00:11Vila, eu acho que a presença da norte-americana, a presença deste governo Trump, para ser mais preciso, eu, em primeiro lugar, te diria que o governo Lula, o governo Lula 3, ele vinha até então com uma marca de governo muito fraca, né?
00:34Programas sociais requentados, como Bolsa Família, Minha Casa Minha Vida, o PAC, programas esses que a sociedade brasileira, ou pelo menos o público que os recebe, já os identificam não mais como uma inovação, mas como direito conquistado.
00:50E, de repente, cai no colo do governo uma série de questões que vão gerando alguma marca que esse governo não tinha.
00:57A primeira foi, de maneira um pouco desorganizada, e de novo, por um desastre do Hugo Mota, não ter colocado a discussão do IOF em pauta, que gerou a narrativa de um congresso que quer proteger os ricos e um governo que quer proteger os pobres, né?
01:13Travestido na discussão da justiça tributária.

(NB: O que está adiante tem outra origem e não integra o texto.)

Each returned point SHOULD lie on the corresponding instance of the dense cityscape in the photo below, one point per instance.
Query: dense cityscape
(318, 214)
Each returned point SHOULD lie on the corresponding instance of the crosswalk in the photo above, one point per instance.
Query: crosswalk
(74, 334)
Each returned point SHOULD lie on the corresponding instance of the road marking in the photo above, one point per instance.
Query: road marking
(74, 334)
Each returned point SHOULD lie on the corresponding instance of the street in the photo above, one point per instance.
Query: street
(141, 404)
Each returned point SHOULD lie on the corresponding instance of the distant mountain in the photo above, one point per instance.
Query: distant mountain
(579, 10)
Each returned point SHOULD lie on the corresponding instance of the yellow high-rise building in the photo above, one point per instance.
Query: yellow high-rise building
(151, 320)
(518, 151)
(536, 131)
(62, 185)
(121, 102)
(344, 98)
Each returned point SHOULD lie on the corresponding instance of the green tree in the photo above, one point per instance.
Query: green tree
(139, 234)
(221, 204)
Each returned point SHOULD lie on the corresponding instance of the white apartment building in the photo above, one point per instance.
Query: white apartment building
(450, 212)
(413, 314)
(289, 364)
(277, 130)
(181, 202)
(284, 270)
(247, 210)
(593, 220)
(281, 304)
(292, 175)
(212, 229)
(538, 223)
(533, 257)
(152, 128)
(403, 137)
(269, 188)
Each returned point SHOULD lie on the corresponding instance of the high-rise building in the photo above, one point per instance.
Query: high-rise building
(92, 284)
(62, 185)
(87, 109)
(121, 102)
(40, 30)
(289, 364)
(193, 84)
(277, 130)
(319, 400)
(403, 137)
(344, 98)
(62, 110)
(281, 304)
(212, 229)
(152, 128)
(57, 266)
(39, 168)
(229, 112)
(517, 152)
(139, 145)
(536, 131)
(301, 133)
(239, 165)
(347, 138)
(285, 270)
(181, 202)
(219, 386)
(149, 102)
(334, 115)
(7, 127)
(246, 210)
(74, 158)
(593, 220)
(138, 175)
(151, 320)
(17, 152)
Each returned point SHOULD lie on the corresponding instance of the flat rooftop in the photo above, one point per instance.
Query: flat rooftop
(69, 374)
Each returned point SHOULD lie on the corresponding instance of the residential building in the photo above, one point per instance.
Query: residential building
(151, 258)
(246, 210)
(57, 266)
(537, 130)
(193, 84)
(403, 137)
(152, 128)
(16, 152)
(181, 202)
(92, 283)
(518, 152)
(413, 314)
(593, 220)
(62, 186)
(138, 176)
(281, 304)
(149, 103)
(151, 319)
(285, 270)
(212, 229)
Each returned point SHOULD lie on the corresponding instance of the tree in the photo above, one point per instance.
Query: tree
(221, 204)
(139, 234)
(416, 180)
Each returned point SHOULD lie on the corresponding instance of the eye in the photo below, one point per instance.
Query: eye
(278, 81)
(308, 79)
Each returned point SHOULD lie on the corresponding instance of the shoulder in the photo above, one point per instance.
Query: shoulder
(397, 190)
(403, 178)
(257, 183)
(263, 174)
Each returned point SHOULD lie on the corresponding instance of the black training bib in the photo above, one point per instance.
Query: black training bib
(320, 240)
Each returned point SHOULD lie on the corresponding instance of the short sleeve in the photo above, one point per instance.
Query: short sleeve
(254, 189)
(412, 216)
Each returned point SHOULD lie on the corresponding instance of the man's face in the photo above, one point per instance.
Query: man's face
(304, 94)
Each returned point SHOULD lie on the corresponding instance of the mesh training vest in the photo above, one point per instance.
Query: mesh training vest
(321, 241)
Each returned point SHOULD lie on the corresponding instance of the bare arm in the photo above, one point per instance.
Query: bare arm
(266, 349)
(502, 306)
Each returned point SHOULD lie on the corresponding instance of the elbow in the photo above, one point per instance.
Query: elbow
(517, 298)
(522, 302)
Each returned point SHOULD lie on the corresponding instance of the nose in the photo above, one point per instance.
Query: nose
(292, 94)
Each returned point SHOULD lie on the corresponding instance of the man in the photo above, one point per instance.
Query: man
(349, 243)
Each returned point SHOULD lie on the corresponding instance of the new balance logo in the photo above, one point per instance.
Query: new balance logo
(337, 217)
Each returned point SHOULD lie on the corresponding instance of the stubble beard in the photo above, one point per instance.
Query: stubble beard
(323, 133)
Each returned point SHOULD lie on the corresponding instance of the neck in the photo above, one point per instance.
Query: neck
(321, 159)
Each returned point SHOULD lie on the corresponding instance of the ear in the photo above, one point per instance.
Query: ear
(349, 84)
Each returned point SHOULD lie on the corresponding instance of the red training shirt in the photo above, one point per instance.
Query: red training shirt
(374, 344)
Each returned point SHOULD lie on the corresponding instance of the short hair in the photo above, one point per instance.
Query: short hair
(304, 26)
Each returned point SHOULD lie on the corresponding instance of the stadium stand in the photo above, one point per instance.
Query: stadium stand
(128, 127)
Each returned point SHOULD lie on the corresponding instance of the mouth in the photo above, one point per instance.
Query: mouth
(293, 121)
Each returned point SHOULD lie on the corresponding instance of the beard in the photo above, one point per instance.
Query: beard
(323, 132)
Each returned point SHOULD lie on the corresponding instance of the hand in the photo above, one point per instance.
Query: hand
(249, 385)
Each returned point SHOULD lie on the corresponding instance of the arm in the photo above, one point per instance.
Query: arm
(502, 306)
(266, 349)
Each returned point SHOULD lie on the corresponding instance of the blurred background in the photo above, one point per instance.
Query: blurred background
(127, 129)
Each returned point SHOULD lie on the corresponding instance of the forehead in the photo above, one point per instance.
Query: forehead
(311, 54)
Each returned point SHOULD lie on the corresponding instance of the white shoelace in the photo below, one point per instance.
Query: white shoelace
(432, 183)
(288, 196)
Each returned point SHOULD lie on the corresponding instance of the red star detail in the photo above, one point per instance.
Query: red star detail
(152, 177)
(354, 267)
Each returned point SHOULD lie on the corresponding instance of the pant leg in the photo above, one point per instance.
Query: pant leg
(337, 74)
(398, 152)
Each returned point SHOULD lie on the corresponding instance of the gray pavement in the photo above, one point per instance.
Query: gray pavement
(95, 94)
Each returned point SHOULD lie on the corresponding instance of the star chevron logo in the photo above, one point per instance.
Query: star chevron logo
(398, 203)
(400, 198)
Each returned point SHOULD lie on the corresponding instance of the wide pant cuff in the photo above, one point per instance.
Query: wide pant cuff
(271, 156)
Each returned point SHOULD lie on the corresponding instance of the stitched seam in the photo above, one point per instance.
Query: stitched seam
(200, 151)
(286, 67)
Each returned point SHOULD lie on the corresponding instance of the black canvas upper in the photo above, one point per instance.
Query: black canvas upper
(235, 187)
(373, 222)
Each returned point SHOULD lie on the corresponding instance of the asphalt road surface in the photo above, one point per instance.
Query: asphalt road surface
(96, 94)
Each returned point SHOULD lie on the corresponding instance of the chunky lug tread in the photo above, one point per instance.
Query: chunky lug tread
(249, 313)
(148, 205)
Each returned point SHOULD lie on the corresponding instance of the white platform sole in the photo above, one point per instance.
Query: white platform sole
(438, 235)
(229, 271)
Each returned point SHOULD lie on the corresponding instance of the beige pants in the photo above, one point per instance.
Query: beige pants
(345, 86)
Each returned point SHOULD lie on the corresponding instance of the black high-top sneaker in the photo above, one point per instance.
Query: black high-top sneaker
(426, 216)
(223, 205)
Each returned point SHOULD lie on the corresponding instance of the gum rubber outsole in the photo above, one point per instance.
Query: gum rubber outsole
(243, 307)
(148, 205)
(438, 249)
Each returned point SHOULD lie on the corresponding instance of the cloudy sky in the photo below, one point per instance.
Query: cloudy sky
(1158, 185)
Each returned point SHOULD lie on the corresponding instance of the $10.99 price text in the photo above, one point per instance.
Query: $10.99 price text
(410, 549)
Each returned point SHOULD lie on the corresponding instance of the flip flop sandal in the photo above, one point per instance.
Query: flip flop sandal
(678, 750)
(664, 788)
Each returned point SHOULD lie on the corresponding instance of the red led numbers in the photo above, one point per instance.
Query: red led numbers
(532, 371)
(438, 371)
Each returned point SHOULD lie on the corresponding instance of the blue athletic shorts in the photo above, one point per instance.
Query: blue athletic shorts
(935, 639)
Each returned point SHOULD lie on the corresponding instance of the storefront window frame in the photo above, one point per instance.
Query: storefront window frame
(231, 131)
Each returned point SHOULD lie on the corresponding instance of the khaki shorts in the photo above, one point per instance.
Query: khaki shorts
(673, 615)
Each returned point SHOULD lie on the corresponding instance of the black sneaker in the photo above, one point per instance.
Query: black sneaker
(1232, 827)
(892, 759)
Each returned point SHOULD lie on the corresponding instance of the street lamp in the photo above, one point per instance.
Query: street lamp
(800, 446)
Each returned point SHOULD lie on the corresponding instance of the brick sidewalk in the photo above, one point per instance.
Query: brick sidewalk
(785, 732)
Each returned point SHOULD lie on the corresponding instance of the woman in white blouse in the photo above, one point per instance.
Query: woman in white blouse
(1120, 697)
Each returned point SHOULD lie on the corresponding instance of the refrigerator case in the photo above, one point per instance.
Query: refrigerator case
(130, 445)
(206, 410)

01:15E, logo mais adiante, a extrema-direita, com a sua estratégia profundamente equivocada, achando que um sopro do presidente Trump ia fazer o Supremo Tribunal Federal ficar com medo e voltar atrás do processo que levou à condenação do ex-presidente Bolsonaro,
01:34que jogou no colo do presidente Lula, de presente, a segunda grande narrativa para gerar uma marca, tanto é que o governo mudou seu slogan, que era União e Reconstrução, para o governo do Brasil do lado do povo brasileiro, ou do lado dos brasileiros.
01:51Então, o governo ganhou uma narrativa muito significativa, lembrando, né?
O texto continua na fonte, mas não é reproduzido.